The most recently available 30 days of data from MDHHS (from October 14 to November 12) shows that 72 percent of cases, 71 percent of hospitalizations and 75 percent of deaths were individuals who had not been fully vaccinated.

There are seven hospitals that are 100 percent full with COVID-19 patients that are spread across the state, including Detroit Receiving Hospital, Ascension Standish, MidMichigan Medical Center in Alma, Promedica Hospital Monroe and Saint Joseph Mercy Health in Ann Arbor.

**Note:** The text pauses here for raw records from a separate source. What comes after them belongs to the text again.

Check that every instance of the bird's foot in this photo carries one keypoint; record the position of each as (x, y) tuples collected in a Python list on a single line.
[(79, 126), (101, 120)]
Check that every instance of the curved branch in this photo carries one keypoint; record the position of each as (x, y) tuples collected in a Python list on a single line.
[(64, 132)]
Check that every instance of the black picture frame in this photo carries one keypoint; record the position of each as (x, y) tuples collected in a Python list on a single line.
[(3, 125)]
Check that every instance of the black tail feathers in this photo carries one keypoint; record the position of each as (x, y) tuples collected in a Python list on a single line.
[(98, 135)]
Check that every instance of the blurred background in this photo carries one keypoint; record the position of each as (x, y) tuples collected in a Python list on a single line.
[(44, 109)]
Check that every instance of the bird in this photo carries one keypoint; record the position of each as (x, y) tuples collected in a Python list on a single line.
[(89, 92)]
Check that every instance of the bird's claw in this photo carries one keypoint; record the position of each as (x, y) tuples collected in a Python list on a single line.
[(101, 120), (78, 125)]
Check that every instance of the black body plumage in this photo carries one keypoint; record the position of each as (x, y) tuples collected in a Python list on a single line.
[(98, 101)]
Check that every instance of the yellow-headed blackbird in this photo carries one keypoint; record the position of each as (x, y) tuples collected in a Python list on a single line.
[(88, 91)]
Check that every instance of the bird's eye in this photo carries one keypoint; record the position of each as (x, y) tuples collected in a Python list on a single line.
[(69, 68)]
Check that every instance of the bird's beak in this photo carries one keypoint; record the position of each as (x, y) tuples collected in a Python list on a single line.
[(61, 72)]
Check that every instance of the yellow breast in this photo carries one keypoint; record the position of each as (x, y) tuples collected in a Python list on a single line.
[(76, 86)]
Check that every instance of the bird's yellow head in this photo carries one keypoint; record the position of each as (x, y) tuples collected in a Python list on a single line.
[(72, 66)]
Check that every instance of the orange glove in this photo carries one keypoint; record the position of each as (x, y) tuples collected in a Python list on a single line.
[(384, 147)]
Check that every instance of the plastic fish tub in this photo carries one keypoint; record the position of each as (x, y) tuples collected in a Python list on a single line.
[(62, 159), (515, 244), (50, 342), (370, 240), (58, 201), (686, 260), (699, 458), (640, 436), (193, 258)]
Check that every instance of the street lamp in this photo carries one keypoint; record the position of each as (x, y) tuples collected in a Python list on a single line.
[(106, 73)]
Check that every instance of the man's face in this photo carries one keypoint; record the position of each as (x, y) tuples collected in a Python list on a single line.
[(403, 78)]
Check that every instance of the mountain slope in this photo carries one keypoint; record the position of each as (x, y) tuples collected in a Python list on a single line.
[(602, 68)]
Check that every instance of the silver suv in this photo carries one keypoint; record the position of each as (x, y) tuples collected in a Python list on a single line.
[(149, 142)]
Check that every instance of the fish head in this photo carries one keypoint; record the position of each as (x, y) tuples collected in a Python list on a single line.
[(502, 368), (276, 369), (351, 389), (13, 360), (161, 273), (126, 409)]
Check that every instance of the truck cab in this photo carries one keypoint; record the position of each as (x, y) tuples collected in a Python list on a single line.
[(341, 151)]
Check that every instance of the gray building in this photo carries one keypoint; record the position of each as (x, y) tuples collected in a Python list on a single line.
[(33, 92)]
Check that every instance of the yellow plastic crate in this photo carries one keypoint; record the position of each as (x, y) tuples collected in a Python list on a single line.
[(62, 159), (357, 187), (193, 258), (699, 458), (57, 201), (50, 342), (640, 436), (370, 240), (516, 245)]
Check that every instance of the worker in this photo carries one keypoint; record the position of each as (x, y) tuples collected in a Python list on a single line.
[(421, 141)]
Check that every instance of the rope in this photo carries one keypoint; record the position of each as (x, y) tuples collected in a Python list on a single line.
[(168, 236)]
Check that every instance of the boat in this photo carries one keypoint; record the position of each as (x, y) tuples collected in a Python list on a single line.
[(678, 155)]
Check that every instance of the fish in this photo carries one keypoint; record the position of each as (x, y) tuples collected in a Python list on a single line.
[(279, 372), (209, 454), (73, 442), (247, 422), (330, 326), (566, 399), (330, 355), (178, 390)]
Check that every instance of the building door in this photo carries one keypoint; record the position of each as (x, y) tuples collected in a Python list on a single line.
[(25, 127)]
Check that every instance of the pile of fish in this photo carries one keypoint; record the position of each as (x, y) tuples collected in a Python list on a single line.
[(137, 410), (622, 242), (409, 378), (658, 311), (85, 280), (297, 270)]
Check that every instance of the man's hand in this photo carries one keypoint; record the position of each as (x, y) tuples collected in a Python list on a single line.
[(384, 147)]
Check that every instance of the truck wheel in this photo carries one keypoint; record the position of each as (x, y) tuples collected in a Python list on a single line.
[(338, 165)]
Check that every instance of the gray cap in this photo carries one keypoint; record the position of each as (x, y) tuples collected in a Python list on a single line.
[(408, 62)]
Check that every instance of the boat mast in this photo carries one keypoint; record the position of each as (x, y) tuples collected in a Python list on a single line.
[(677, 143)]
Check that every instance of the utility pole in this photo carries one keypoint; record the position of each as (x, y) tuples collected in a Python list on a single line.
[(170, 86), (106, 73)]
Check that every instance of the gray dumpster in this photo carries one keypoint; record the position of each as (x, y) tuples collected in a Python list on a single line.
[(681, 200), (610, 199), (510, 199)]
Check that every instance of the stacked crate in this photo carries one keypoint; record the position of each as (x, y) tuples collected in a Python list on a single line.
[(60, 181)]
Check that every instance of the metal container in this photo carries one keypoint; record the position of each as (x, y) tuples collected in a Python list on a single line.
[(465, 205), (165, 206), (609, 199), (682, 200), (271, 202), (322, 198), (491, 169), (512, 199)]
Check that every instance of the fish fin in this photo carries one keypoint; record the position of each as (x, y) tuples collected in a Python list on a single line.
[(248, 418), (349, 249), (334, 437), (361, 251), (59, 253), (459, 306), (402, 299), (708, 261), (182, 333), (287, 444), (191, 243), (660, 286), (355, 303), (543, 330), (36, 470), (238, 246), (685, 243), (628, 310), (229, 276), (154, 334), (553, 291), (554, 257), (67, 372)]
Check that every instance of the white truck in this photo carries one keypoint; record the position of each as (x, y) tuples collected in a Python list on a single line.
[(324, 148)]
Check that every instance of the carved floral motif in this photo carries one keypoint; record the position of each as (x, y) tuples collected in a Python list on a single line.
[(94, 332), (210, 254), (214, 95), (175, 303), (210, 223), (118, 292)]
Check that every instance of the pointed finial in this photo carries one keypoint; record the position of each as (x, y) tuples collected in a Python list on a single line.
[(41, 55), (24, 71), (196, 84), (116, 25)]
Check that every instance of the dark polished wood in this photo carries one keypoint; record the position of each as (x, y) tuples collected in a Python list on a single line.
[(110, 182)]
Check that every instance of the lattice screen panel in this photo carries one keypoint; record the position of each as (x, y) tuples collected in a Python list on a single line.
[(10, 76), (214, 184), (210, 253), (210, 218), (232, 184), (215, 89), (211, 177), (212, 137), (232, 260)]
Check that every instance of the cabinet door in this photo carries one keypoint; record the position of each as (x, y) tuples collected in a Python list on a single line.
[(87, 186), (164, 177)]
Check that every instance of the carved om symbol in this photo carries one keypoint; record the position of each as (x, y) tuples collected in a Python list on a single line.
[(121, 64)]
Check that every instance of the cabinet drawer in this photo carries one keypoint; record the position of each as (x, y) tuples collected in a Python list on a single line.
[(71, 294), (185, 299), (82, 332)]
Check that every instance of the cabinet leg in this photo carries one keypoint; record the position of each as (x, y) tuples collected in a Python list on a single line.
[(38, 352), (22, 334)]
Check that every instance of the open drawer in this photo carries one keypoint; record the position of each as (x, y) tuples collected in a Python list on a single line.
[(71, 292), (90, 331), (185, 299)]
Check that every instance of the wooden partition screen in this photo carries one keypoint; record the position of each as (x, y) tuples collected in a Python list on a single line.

There are another 22 hospitals that are above 90 percent full.

Along with the surge in hospitalizations, the percentage of people testing positive for the virus has risen to 18.7 percent, a level not seen since the first days of the pandemic when there were no vaccines available.

While new more infectious variants such as Omicron, first discovered in South Africa, now spreading rapidly around the globe, the situation in Michigan is a leading indicator of the catastrophic public health situation unfolding across the US.

With Michigan Republican Party officials opposing any measures whatsoever to slow down or mitigate the spread of the virus, the Democrats, led by Governor Gretchen Whitmer, have completely surrendered to the politics of “herd immunity” from the far right.

Governor Whitmer was in Detroit on Monday and made it clear that no extraordinary action is forthcoming to stem the surging case numbers and hospitalizations or to prepare for the inevitable arrival of the more infectious, and very likely more deadly, Omicron variant.

Taking her lead from President Biden, who said that the Omicron variant is “cause for concern, not panic,” Whitmer told local media she was staying the course set when all economic restrictions were lifted at the beginning of the summer and enabled the present surge. “All the information is that these vaccines still hold up well against all the variants that have come and gone, but viruses mutate and that’s why wearing a mask while you’re inside is crucial.”

She went on, “Any COVID is too high especially when we have access to vaccines, and we know masking works.” Although she was not recorded on camera saying it, a reporter from ClickOnDetroit said that Whitmer said, “Look, we’re going to have to live with COVID and, considering the prevalence of the vaccine, it is preventable.”

A Department of Defense medical team will begin arriving in Grand Rapids on Tuesday as part of the deployment of two teams of 22 doctors, nurses and respiratory specialists to assist hospital staff in west and southeast Michigan.

Chad Tuttle, senior vice president of hospital operations for Spectrum Health, said the federal medical team is needed to help the system deal with a record high of 438 COVID-19 patients across its hospitals. “Our COVID census was at the highest level it has ever been; our staffing resources are as constrained as they’ve ever been and frankly, we’re running out of spaces to treat inpatients,” Tuttle said, adding that the state government has requested additional teams to be deployed to the Grand Rapids area.